Communication

Communication

Communication is about much more than speech. It also includes nonverbal methods such as facial expressions and gesture. For successful communication we need to be able to do a number of things including being able to listen, knowing how to take turns and being able to gauge whether the other person is understanding us.

Most people with Down syndrome are great communicators. Babies with Down syndrome tend to engage in babbling and turn taking from a fairly early age and most children demonstrate a desire to interact socially. It is, however, quite common for children and adults with Down syndrome to demonstrate speech difficulties. There is no definitive answer as to why this occurs but possibilities include anatomical differences in the mouth and jaw, speech motor difficulties, hearing loss, smaller verbal short term memory spans and the impact of intellectual disability on language acquisition. Research has shown us that people with Down syndrome often have much better receptive language than expressive language - that is, they can often understand a lot more than they can tell us.

Speech therapy is usually recommended for children with speech delays and difficulties. Early intervention services can be accessed through Disability Services Queensland and by accessing funding from the Better Start Program. For older children and adults it may be worth speaking to your GP about medicare rebates for allied health visits under a GP Management Plan or Team Care Arrangement. For more information about these programs please see the Useful Links section below.
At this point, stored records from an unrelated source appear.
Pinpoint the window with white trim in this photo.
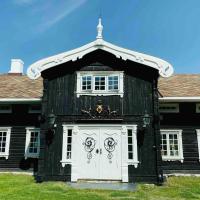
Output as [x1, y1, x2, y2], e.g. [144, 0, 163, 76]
[126, 125, 139, 168]
[159, 103, 179, 113]
[60, 125, 74, 167]
[66, 129, 72, 160]
[196, 103, 200, 113]
[196, 129, 200, 162]
[28, 104, 41, 113]
[24, 128, 40, 158]
[0, 127, 11, 159]
[128, 129, 133, 159]
[160, 130, 184, 162]
[81, 76, 92, 91]
[76, 71, 123, 97]
[0, 104, 12, 113]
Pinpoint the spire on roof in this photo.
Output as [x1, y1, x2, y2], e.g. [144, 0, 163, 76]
[96, 17, 103, 39]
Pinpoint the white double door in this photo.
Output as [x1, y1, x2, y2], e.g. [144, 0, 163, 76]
[77, 127, 122, 180]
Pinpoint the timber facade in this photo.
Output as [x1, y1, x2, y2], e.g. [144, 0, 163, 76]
[0, 21, 200, 183]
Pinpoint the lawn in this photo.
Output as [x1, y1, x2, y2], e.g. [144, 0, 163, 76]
[0, 174, 200, 200]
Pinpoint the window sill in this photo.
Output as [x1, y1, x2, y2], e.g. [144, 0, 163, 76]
[162, 157, 184, 163]
[0, 154, 9, 160]
[76, 91, 124, 98]
[24, 154, 39, 160]
[128, 160, 139, 168]
[60, 160, 72, 167]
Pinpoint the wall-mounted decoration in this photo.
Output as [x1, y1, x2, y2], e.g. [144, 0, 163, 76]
[83, 137, 96, 163]
[104, 137, 117, 163]
[81, 100, 117, 119]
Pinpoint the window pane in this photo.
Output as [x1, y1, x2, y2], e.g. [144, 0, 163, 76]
[0, 131, 7, 153]
[128, 129, 132, 137]
[128, 152, 133, 159]
[66, 129, 72, 159]
[82, 76, 92, 90]
[108, 76, 118, 90]
[95, 76, 105, 90]
[28, 131, 39, 154]
[128, 145, 133, 151]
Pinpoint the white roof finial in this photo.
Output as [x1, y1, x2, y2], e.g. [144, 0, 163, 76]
[96, 17, 103, 39]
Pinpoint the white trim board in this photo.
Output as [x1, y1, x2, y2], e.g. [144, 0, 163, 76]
[0, 98, 42, 103]
[159, 96, 200, 102]
[27, 38, 174, 79]
[60, 124, 139, 182]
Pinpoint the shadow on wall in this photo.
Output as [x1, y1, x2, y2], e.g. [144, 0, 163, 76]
[19, 158, 38, 172]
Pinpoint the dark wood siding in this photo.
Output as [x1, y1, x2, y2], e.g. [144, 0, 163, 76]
[161, 103, 200, 173]
[38, 50, 162, 181]
[0, 104, 39, 171]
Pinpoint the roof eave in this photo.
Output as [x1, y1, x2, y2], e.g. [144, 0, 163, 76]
[159, 96, 200, 103]
[0, 98, 42, 103]
[27, 39, 174, 79]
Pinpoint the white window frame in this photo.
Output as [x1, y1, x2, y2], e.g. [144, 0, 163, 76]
[28, 104, 41, 113]
[80, 75, 93, 91]
[24, 127, 40, 159]
[123, 125, 139, 168]
[76, 71, 124, 98]
[160, 129, 184, 162]
[0, 104, 12, 113]
[60, 125, 77, 167]
[196, 129, 200, 162]
[196, 103, 200, 113]
[0, 127, 11, 159]
[159, 103, 179, 113]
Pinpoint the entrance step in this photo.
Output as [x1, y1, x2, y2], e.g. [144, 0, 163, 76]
[67, 181, 137, 191]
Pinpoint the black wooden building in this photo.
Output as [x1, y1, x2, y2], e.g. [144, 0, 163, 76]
[0, 20, 200, 182]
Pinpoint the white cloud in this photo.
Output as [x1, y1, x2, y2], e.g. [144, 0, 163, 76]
[40, 0, 87, 31]
[14, 0, 36, 5]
The use of visual supports can be very useful for people with communication difficulties. Research has shown that children with Down syndrome have strong visual short term memory skills, so the use of symbols and pictures for communication can be of great benefit. You can download a low resolution version of our guide to visual supports in the Useful Downloads section below.  
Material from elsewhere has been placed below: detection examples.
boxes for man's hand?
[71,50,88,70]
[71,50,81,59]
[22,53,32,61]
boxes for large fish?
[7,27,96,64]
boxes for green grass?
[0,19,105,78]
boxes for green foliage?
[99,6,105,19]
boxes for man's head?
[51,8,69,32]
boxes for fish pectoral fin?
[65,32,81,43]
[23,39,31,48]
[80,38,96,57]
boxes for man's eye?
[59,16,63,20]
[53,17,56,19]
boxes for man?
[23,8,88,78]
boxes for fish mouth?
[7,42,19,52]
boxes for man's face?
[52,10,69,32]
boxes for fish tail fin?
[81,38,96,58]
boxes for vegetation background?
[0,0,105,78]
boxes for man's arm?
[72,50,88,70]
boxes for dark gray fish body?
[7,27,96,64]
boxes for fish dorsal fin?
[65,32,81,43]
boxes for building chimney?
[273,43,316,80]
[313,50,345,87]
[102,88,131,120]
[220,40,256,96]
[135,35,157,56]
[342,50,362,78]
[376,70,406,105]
Many children with Down syndrome use Key Word Sign (formerly Makaton) to support communication. This is a form of sign language that uses only the signs for key words in combination with speech. It is often used by children with Down syndrome from a very young age with research suggesting that children will naturally cease the use of the signs once they have developed successful verbal communication. Your Speech Pathologist will be a great resource for information about Key Word Signing. 

There are a range of alternatives to verbal communication for those who have difficulty with speech, sometimes to be used instead of, others as a secondary method of communication to support speech that isn’t clear. Our priority should be ensuring that every person with Down syndrome has a means of having their wants, needs, thoughts and opinions heard. 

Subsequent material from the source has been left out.